What really drew me to this class was “New Media,” especially concerning the use of it to enact social change that the preceding “Feminism” implies. The internet has enabled me to find the information that my school textbooks did not teach. It connects me not only to my friends, but to the world, from silly pictures of cats to the livestreams and twitter feeds maintained by heroic reporters at Tahrir Square during the 2011 Egyptian revolution. Twitter actually enables users to learn about incoming earthquakes before they hit, as this xkcd strip points out. To me, New Media represents equal access to information and equal access to a voice—to those wealthy enough to have access to it. The internet is the greatest tool of the information age thus far, in some cases supplementing or even replacing the need for traditional (expensive) schooling through free courses and textbooks.

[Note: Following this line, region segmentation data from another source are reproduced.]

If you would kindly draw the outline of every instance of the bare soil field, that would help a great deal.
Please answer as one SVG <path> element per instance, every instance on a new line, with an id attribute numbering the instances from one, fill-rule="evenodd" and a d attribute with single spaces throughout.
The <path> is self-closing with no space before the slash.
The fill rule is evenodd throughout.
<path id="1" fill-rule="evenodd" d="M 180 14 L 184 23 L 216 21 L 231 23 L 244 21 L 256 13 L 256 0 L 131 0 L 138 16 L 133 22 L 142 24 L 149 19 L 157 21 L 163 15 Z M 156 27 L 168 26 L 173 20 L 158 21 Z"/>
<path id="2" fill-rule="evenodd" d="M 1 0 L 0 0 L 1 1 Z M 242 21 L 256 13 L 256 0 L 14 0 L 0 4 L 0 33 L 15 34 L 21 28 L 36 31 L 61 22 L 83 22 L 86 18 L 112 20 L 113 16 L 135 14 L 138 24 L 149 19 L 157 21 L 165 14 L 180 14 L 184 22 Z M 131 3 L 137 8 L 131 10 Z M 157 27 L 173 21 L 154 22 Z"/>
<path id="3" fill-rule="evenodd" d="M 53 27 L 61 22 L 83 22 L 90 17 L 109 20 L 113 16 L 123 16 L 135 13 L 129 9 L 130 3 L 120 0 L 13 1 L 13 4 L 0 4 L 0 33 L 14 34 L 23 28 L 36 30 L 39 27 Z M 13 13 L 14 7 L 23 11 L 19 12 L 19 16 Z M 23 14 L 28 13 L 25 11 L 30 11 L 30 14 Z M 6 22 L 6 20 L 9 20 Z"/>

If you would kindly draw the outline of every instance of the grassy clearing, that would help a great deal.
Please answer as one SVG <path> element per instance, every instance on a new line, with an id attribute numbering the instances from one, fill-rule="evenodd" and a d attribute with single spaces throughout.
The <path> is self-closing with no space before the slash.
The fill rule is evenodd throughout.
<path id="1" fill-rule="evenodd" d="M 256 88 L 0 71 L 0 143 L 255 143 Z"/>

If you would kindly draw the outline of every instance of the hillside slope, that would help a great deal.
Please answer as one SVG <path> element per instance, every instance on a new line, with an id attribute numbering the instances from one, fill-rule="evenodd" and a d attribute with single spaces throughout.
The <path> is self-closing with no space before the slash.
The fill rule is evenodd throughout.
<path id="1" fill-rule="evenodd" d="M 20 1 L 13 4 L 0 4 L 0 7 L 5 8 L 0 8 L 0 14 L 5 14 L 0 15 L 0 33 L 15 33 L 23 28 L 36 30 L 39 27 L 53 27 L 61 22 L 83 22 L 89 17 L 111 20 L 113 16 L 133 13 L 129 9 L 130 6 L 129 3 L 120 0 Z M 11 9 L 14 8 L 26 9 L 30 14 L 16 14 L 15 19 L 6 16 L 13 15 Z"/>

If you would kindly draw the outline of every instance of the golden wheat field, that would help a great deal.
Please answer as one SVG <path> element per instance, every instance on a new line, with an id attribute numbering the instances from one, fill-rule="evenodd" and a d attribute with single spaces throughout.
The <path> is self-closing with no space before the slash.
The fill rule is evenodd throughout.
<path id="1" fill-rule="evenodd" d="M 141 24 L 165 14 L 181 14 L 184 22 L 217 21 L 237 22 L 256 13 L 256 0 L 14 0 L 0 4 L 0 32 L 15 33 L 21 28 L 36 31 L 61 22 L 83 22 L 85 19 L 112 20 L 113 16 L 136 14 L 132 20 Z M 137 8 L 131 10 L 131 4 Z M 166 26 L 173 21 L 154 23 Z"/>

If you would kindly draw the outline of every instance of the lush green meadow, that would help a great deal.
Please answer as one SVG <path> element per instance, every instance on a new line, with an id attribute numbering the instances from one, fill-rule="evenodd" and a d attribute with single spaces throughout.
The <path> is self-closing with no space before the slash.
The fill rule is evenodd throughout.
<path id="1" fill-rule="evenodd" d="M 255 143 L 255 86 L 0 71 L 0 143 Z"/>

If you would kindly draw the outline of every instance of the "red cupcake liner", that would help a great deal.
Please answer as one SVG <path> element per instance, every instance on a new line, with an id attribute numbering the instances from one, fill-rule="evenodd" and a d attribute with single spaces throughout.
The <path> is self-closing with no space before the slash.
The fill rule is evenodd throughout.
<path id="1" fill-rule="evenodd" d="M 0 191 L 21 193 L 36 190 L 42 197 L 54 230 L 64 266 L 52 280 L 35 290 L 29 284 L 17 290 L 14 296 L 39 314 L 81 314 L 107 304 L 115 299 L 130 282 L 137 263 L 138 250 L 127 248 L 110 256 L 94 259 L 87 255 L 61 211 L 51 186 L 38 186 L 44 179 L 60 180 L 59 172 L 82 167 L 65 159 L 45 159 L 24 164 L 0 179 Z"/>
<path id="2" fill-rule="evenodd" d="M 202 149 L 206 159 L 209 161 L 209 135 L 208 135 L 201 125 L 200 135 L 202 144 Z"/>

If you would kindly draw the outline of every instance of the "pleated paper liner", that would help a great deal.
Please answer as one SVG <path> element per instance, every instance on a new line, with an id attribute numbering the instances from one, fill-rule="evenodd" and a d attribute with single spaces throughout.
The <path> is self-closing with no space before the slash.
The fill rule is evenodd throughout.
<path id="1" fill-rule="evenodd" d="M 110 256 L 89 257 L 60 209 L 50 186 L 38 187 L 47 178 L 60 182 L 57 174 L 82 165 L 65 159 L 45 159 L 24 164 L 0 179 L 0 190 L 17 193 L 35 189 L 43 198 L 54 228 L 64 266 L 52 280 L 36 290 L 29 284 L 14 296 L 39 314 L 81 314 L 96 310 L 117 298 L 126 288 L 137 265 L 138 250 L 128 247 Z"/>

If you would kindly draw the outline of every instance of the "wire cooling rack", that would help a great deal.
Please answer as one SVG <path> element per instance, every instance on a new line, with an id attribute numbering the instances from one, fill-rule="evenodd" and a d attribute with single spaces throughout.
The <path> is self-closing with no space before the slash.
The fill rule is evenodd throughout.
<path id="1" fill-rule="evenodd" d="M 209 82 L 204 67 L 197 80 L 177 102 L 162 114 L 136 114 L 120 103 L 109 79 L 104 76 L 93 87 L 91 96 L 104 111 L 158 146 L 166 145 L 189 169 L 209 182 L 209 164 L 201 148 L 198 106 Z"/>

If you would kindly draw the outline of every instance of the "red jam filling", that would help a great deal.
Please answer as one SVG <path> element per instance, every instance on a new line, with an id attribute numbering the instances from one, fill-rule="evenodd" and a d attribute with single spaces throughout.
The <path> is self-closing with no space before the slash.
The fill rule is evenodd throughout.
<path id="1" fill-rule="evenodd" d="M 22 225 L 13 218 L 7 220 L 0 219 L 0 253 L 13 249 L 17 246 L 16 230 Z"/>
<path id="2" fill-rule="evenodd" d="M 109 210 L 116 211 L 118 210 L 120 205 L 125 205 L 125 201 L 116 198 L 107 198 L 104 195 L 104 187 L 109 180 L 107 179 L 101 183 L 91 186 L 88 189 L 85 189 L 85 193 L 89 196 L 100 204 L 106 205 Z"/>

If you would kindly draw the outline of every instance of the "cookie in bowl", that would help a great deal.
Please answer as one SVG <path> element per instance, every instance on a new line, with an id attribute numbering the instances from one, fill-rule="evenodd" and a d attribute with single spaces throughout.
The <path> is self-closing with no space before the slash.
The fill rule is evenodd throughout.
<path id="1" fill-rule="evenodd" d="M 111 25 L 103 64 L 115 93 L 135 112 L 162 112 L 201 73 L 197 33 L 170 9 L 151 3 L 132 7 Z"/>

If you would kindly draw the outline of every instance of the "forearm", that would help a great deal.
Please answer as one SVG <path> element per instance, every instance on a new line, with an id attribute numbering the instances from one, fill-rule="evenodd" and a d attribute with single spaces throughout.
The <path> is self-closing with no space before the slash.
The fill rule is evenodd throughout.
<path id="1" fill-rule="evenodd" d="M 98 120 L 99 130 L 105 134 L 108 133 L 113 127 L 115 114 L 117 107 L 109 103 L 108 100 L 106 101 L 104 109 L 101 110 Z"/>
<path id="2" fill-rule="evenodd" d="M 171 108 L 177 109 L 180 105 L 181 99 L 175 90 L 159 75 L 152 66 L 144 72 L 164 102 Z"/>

The internet is also a connection to humanity that can provide second opinions to the bullied and emotionally abused and access to emergency help. It is where I have seen people find emotional, social, and ideological sanctuary from homes where their religious affiliations and sexual orientations were hidden or led to them being abused. It is where some of these same people found physical sanctuaries after being expelled from their homes. It is a collection of humanity so vast that (nearly) all of its users can find a group where they feel safe and feel that they belong.
So what precipitated the start of this blog was my Feminism, New Media, and Health class, but my desire to proliferate information and to become one of those ideological sanctuaries led me there.